A world without guilt. Survivor’s guilt.

New voice new vision

I browsed the DVD shelves at my local library (North Palm Beach) the other day, and saw Buffalo Boy next to Brokeback Mountain and Butch Cassidy and the Sundance kid.  It is by fate that the Cowboy and the Buffalo(boy) found themselves on the same DVD shelf, just like those black and white GI’s names are alphabetically listed on the same Wall (Vietnam Memorial Wall).
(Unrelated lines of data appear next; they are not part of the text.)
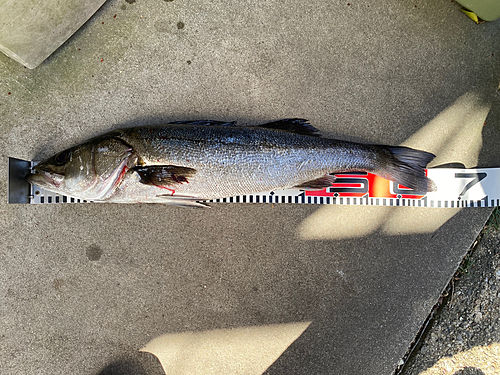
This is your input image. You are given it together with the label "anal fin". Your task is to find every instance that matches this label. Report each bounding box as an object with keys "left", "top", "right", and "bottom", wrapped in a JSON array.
[{"left": 294, "top": 175, "right": 336, "bottom": 189}]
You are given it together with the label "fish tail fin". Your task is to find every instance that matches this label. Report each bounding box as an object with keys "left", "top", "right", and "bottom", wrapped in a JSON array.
[{"left": 378, "top": 146, "right": 436, "bottom": 192}]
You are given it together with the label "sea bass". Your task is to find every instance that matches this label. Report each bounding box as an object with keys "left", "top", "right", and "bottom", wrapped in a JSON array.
[{"left": 27, "top": 119, "right": 435, "bottom": 207}]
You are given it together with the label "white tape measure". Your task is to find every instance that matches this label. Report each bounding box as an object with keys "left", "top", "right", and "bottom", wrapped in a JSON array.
[{"left": 206, "top": 169, "right": 496, "bottom": 208}]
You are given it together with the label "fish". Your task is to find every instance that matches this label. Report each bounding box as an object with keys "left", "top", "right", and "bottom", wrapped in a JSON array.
[{"left": 27, "top": 119, "right": 435, "bottom": 207}]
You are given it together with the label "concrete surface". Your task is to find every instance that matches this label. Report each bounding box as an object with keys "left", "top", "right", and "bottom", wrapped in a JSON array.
[
  {"left": 0, "top": 0, "right": 499, "bottom": 374},
  {"left": 401, "top": 225, "right": 500, "bottom": 375},
  {"left": 0, "top": 0, "right": 107, "bottom": 69}
]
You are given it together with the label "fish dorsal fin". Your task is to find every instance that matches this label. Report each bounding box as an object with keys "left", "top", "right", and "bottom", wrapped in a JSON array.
[
  {"left": 294, "top": 174, "right": 336, "bottom": 189},
  {"left": 170, "top": 119, "right": 320, "bottom": 136},
  {"left": 170, "top": 120, "right": 237, "bottom": 127},
  {"left": 133, "top": 165, "right": 197, "bottom": 187},
  {"left": 258, "top": 119, "right": 320, "bottom": 137}
]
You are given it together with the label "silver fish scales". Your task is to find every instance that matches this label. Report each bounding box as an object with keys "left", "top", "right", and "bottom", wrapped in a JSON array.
[{"left": 27, "top": 119, "right": 435, "bottom": 207}]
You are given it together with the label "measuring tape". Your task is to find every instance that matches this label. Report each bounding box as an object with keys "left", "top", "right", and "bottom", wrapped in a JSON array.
[
  {"left": 209, "top": 169, "right": 496, "bottom": 208},
  {"left": 6, "top": 159, "right": 498, "bottom": 207}
]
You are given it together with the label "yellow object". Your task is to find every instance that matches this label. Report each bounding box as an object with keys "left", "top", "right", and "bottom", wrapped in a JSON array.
[
  {"left": 461, "top": 9, "right": 481, "bottom": 24},
  {"left": 456, "top": 0, "right": 500, "bottom": 22}
]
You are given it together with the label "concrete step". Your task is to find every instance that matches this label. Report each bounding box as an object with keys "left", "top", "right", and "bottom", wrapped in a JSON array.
[{"left": 0, "top": 0, "right": 106, "bottom": 68}]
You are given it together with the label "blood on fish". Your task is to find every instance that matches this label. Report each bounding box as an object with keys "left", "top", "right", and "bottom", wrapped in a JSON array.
[
  {"left": 113, "top": 164, "right": 129, "bottom": 189},
  {"left": 118, "top": 165, "right": 129, "bottom": 181},
  {"left": 154, "top": 184, "right": 175, "bottom": 195}
]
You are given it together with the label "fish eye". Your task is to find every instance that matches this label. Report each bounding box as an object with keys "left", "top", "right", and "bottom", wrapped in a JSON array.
[{"left": 54, "top": 150, "right": 71, "bottom": 166}]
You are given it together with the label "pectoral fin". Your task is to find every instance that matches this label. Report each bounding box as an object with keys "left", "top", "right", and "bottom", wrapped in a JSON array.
[
  {"left": 294, "top": 175, "right": 336, "bottom": 189},
  {"left": 134, "top": 165, "right": 197, "bottom": 187}
]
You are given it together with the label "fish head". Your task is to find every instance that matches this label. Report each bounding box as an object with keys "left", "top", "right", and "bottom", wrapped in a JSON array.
[{"left": 27, "top": 137, "right": 136, "bottom": 200}]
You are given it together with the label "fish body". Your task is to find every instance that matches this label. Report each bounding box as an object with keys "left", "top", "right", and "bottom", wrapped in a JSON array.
[{"left": 27, "top": 119, "right": 435, "bottom": 207}]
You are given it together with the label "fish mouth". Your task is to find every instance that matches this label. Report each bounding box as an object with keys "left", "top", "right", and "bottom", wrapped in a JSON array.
[{"left": 26, "top": 168, "right": 64, "bottom": 189}]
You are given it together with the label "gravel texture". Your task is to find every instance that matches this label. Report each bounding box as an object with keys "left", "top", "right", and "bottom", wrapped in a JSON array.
[{"left": 399, "top": 212, "right": 500, "bottom": 375}]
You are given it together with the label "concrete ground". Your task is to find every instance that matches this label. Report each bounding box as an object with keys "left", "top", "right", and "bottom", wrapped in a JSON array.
[
  {"left": 401, "top": 221, "right": 500, "bottom": 375},
  {"left": 0, "top": 0, "right": 499, "bottom": 374}
]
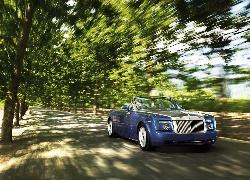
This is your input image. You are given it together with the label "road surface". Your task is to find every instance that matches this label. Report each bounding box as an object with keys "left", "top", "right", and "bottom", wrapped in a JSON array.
[{"left": 0, "top": 108, "right": 250, "bottom": 180}]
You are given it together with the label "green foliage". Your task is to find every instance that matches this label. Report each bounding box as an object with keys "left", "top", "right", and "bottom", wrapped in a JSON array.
[
  {"left": 170, "top": 89, "right": 216, "bottom": 100},
  {"left": 0, "top": 0, "right": 249, "bottom": 111},
  {"left": 178, "top": 98, "right": 250, "bottom": 113},
  {"left": 169, "top": 88, "right": 250, "bottom": 113},
  {"left": 166, "top": 89, "right": 224, "bottom": 112},
  {"left": 0, "top": 1, "right": 19, "bottom": 99},
  {"left": 225, "top": 99, "right": 250, "bottom": 113}
]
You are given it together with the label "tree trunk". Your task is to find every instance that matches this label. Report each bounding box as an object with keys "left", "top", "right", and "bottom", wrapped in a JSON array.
[
  {"left": 13, "top": 99, "right": 20, "bottom": 126},
  {"left": 1, "top": 92, "right": 16, "bottom": 143},
  {"left": 1, "top": 3, "right": 35, "bottom": 144},
  {"left": 20, "top": 94, "right": 28, "bottom": 119},
  {"left": 93, "top": 86, "right": 98, "bottom": 114},
  {"left": 93, "top": 94, "right": 97, "bottom": 115}
]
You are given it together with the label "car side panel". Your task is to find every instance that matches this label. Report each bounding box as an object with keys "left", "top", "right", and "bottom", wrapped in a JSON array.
[
  {"left": 124, "top": 111, "right": 141, "bottom": 140},
  {"left": 117, "top": 109, "right": 127, "bottom": 136},
  {"left": 124, "top": 111, "right": 154, "bottom": 140}
]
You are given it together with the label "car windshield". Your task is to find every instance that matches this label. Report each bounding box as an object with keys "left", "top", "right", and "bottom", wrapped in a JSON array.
[{"left": 134, "top": 97, "right": 181, "bottom": 110}]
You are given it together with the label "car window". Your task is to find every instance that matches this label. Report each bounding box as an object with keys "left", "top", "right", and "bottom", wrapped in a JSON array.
[{"left": 133, "top": 98, "right": 180, "bottom": 110}]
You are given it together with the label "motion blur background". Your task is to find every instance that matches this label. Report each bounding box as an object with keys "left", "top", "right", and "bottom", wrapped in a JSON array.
[{"left": 0, "top": 0, "right": 249, "bottom": 113}]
It was the intention of movies like  Apocalypse Now and Rambo series to move the American public forward to the next stage of grief. Yet, American are still in denial about Vietnam, thus forfeiting many valuable lessons otherwise applicable to today’s conflicts,  Iraq and Afghanistan e.g. tribal loyalty, theocracy and regional politics.

Of late, emerged a new generation of Overseas Vietnamese filmmakers with bold vision and audacious voice. I saw Powder Blue directed by a Vietnamese film maker. Or Norwegian Wood, a Beatles title, yet  screenplay is adapted from a Japanese novel.

I can’t wait to see it: Beatles’ song, Japanese story and Vietnamese film directing. What a collaboration!

(Just like  Ang Lee directed Brokeback Mountain and Life of Pi).

Cowboy or Buffalo(boy), we are all on our epistemological quest (why are we here, where are we going, and how do we get there). With one exception: we are going to get there on horseback or buffalo back, not gas-guzzling Hummer.

That’s for the Chinese upper class. Weaving their Bentley’s in dense pollution.

Buffalo Boy and Cowboy don’t cause further environmental damage: they earn their living on nature and have a certain

reverence for it. Maybe the old way can teach us a thing or two. Plain old truth (have reverence for the things that feed you), just needs a new voice and new vision. Ironically the vehicle (technology) to reach and persuade us (like I Phone and broadband) themselves consume too much energy, creating a cycle of creative destruction. I have pondered about our “disposable society” for quite sometime now. How many automobiles, electronic devices, books and clothes, shoes and ties we have trashed or given to Goodwill on our lifetime! Yet Mother Earth mysteriously heals itself, like recent appearance of an Island after Japan’s Tsunami.

New world needs new worldview and other ways to lend expressions to it.